Since we agreed that she would be my disciplining wife, she knows that it’s her responsibility to notice when I do things I shouldn’t. I let her know that I’m glad that she’s keeping a close eye on me. That represents a positive feedback loop. Add to that her ability, no, her responsibility to punish me for infractions, and we have a way to safely ground the emotional currents that can sabotage a relationship. Negative feelings that have nowhere to go can torpedo an otherwise loving relationship. What we’ve done seems to have come a long way toward solving this.
Another puzzling part of our equation seems to be my focus on making things worse for myself. Actually, that’s not what I’m doing. We’ve discovered that for this disciplinary relationship to be effective, the discipline has to be meaningful. There is no standard for adult physical punishment. Neither of us got into this with a clue of what we would eventually end up doing. For example, in my post this morning I offered suggestions on just this topic — apparently making things worse for myself.
A key component of a successful disciplinary relationship is positive feedback from the disciplined male. Odd as it might sound, my input and approval are necessary for Mrs. Lion to feel good about what she is doing. By offering ideas on how to make my punishments more effective, I am expressing approval of what she does and I’m asking her not only to continue but to become stricter. In an extremely perverse sort of way, she knows that by becoming an effective disciplinarian she is making me happy. In fact she is.
It’s not that I like painful punishment spankings. I don’t. I like that my lioness works hard to become a better disciplining wife. She gets my approval in many ways. When I tell her how proud I am that she’s expressing her feelings and making me accountable, I’m letting her know that I not only accept her punishments, but I value them as an important part of our relationship. I’m not just the passive, submissive recipient of capricious punishments. I am an active participant cheering her on as she grows in her role.
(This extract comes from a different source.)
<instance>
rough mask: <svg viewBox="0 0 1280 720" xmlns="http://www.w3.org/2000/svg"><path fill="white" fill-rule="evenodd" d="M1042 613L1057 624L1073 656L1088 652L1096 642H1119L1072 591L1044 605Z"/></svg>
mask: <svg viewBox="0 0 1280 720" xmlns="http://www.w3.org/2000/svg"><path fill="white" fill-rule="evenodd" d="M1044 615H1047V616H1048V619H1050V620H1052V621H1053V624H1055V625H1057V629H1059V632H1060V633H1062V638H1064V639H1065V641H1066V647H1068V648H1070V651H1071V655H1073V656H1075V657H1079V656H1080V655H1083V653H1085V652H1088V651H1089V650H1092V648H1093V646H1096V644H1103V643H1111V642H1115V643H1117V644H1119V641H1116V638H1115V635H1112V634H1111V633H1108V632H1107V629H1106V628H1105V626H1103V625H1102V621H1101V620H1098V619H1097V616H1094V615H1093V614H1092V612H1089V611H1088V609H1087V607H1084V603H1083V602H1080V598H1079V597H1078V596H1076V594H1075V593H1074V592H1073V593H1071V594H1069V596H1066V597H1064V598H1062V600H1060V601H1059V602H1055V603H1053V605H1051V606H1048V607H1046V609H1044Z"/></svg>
As an adult, I understand the benefit of what we are doing. I also understand that ultimately I control this. All I have to do is follow my rules and the only paddling I will receive will be for fun. I think it’s a long way off before I get to that point. Meanwhile, I think it’s important that you understand that the value of the all this activity isn’t spanking me. It’s a feedback loop that insulates our love from interruption by aggravation.
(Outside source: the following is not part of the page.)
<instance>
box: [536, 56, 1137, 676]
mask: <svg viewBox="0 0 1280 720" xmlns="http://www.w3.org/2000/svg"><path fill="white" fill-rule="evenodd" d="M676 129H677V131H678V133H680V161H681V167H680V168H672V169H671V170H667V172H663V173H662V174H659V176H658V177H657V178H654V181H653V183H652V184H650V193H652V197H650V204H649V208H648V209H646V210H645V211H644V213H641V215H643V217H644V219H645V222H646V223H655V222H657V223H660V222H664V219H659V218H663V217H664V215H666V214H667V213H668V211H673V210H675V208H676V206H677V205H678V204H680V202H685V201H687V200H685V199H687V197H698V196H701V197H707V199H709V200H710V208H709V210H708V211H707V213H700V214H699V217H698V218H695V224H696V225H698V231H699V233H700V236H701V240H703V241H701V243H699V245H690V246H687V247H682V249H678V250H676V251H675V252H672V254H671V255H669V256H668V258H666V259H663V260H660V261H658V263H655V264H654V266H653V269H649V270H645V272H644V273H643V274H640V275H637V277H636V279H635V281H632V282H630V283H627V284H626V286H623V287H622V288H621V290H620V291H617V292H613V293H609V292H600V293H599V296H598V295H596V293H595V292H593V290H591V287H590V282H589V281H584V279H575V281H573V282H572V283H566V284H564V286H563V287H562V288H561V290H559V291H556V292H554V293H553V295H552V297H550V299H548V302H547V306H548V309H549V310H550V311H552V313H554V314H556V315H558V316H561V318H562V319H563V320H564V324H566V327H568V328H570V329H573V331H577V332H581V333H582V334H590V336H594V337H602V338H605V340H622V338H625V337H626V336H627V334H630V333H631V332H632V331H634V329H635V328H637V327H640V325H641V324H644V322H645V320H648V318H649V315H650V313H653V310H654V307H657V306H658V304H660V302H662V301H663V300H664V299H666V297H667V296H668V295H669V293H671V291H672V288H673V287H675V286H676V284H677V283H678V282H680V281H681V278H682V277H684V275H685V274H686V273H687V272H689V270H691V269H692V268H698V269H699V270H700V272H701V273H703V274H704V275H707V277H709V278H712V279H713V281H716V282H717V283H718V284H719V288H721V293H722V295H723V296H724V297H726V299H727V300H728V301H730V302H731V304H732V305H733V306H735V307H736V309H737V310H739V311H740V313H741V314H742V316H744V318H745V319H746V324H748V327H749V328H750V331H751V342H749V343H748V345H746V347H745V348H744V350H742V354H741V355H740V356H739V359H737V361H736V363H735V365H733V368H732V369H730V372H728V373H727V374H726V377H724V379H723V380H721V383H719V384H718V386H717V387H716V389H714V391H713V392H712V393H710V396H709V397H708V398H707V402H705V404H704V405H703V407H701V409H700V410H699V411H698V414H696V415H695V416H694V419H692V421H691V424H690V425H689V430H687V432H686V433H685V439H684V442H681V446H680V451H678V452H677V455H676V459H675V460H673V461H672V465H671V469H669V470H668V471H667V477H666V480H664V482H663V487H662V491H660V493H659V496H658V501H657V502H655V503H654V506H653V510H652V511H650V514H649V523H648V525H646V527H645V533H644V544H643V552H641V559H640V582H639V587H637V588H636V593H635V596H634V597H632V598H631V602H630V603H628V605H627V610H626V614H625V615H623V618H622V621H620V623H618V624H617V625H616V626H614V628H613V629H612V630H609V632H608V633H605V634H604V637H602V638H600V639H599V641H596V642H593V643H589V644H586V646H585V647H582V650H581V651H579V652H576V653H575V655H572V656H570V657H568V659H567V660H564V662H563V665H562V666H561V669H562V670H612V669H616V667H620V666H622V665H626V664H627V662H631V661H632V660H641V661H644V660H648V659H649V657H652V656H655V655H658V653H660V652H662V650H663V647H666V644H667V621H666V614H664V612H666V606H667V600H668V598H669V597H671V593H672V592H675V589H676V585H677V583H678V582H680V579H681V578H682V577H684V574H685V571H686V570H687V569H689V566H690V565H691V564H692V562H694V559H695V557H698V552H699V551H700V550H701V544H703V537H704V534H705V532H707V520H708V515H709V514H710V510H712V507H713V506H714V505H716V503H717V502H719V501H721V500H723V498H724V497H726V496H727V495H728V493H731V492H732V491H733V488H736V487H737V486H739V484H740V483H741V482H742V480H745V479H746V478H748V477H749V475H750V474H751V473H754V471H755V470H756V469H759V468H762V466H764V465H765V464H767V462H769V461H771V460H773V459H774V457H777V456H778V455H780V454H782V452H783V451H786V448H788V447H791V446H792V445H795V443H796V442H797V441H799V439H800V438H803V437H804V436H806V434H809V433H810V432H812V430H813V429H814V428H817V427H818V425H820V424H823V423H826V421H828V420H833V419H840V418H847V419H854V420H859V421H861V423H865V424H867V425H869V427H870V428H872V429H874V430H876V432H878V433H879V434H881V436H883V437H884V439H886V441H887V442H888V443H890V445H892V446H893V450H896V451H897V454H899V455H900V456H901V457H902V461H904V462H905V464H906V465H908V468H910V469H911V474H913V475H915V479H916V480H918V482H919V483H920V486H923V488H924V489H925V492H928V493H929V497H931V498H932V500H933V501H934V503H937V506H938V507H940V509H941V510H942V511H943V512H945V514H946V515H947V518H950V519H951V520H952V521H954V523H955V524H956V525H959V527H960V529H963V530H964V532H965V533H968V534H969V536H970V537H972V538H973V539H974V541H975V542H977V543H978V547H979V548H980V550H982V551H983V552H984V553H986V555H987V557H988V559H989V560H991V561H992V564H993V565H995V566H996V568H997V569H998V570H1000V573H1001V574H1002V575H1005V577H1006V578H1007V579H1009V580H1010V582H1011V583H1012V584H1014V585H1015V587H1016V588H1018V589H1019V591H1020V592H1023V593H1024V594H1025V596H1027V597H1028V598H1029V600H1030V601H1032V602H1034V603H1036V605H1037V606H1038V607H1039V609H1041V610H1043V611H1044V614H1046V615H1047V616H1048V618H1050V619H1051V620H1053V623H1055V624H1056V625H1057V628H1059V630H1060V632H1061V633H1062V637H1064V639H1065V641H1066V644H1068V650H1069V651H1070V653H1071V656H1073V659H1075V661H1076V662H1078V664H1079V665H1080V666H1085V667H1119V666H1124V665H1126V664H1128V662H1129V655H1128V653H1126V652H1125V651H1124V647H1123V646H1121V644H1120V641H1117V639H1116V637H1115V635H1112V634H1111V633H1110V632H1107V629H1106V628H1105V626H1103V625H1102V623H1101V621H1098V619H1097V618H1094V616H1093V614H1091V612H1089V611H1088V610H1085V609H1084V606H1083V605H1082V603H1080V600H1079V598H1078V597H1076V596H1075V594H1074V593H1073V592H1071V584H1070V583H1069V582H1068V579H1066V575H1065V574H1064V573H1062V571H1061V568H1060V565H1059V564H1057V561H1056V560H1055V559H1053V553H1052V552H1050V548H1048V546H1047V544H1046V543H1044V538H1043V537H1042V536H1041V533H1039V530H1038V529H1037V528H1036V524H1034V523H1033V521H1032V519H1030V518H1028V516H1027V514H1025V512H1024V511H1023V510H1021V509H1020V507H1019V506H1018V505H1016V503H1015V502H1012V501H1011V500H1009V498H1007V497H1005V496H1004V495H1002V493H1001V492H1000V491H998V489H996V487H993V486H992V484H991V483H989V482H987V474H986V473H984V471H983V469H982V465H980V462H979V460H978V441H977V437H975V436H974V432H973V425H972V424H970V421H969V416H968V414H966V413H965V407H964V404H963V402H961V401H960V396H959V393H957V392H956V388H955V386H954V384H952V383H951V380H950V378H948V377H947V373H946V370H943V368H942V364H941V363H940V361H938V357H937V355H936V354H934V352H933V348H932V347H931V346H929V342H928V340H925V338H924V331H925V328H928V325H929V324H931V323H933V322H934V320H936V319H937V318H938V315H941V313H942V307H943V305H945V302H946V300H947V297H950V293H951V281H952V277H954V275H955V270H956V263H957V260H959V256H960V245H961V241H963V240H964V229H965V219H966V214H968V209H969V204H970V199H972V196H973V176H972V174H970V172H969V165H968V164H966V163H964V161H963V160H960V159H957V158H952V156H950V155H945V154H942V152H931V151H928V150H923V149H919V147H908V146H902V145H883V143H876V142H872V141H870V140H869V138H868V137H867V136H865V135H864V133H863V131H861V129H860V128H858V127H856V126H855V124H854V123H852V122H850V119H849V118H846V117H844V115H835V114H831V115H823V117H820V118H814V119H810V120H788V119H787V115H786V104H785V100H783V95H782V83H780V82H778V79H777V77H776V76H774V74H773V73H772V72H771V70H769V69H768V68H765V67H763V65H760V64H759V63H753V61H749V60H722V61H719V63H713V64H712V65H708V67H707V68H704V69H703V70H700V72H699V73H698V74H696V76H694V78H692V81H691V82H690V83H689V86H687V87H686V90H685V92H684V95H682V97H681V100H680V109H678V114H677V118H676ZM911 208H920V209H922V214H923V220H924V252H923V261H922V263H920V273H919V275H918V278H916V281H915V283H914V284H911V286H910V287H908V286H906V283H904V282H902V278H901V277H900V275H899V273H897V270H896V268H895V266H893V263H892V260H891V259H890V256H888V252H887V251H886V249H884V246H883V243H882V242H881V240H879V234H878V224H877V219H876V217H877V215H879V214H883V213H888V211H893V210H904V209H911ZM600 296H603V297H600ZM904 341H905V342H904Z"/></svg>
Mrs. Lion knows why I am misbehaving. She knows that I’m distracted and fearful. She also knows that this is no excuse. Actually, it’s a plea for the lifeline of her leadership. It’s way too easy to focus on the physical aspects of this. Of course, the physical part is necessary. Meaningful punishment is a major component in expressing and releasing negativity. But it isn’t the entire story. It’s also the security of knowing that I’m loved enough to be worth the effort to observe and correct misbehavior. At times like this when physical punishment is really not possible, it becomes very clear just how important our disciplinary roles have become to us. Mrs. Lion is taking advantage of my physical inaccessibility by learning to growl and even scold me.
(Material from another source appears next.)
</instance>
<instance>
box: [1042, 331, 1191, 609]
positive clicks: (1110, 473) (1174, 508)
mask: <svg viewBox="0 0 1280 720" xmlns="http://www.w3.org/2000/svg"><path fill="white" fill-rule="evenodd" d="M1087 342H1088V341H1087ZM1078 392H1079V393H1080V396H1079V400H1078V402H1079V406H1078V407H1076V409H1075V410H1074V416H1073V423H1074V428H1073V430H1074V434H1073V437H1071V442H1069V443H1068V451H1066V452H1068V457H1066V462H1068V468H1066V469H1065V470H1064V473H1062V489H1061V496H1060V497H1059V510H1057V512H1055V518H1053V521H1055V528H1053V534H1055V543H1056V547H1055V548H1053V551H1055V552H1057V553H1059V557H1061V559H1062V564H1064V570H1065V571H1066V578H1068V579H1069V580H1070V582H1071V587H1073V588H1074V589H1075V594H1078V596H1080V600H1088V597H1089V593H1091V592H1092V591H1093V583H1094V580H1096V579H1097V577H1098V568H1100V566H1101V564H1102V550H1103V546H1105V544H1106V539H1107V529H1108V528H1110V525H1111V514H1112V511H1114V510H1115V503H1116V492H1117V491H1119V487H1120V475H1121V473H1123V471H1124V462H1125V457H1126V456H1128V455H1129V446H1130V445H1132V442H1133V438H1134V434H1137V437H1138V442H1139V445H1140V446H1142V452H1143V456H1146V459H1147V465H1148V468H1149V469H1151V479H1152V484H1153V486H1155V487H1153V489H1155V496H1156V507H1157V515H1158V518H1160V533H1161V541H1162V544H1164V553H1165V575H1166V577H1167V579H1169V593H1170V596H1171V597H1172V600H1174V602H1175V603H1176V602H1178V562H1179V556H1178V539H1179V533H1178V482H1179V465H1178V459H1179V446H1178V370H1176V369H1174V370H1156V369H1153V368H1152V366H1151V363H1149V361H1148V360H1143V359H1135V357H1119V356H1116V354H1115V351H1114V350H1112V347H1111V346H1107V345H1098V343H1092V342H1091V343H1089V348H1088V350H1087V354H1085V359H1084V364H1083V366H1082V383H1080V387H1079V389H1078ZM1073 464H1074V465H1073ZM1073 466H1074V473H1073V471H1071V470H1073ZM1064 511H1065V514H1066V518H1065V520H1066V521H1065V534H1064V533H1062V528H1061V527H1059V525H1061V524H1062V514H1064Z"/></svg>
It’s very clear to me that we are both absolutely committed to FLRD. We are not insane and Mrs. Lion is not a bloodthirsty sadist. We’ve adopted an unusual-but-effective way to eliminate negative energy. We both miss being able to express this fully. If the surgery Thursday is successful, we are within a week or two of resuming physical punishment. As my eyesight improves, my behavior will as well. Mrs. Lion will make sure of that.